L’année dernière, la Cour d’appel de Paris
lors d’un colloque rassemblant les pionniers de la médiation a fêté les 20 ans de la
loi du 8 février 1995 qui a introduit la médiation judiciaire dans le Code de procédure
civile. Ce colloque avait conclu à la nécessité de développer une politique
publique nationale dans l’objectif d’un développement significatif de la
médiation et afin d’assurer la pérennité des expériences individuelles menées
dans les juridictions, ces expériences aussi concluantes soient-elles, comme
celles menées sur le ressort de votre cour, ayant trouvé leurs limites.
Pouvez-vous nous dire ce que la nouvelle loi
sur la justice du XXIe siècle prévoit dans ce domaine ?
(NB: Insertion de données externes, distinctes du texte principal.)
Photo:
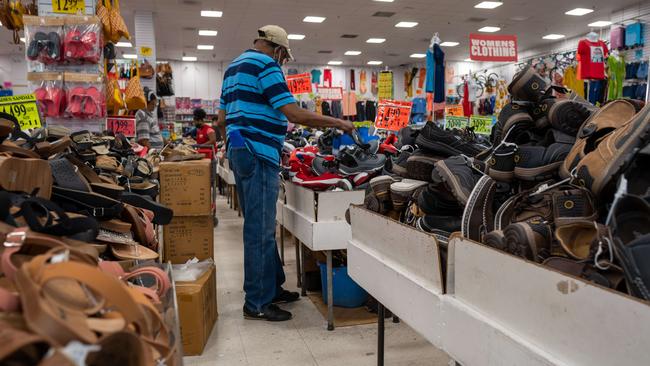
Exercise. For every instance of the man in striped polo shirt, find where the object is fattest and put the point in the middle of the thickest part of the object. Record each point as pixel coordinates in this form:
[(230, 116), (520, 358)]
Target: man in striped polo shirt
[(256, 104)]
Je noterai d’abord que cette loi, dans son exposé des motifs, entend « placer
le citoyen au cœur du service public de la justice » ce qui « impose
de favoriser les modes alternatifs de règlement des litiges en permettant au
citoyen de régler son litige de manière négociée avant la saisine du juge et
même une fois ce dernier saisi », ce qui conforte tous ceux qui sont
convaincus, comme moi, depuis de nombreuses années, des vertus de ces modes amiables
qui constituent une des réponses du juge pour rendre la justice et qui
permettent à ce dernier d’assurer pleinement sa mission de garant de la paix
sociale.
Par ailleurs cette loi contient, outre des dispositions instaurant la
médiation dans les juridictions administratives, quelques mesures concrètes,
car comme le rappelait justement la garde des Sceaux lors des débats au
Sénat : « Si on se contente de le dire, sans mettre en place un
dispositif incitant les gens à y recourir, nous nous contentons de former un
vœu pieux. »
En effet, jusqu’à présent les incantations appelant au développement de
la médiation, qui proviennent de tous les horizons, ne se sont guère révélées
productives en l’absence d’une politique publique nationale qui doit se
concrétiser par des objectifs assignés aux juridictions en la matière, des
moyens adéquats et une évaluation.
On peut ainsi constater comme mesure concrète que la loi rend
obligatoire, à peine d’irrecevabilité de la demande, une tentative de
conciliation menée par un conciliateur de justice avant la saisine de la
juridiction de proximité ou du tribunal d’instance par déclaration au greffe
pour toute demande initiale inférieure à 4 000 euros.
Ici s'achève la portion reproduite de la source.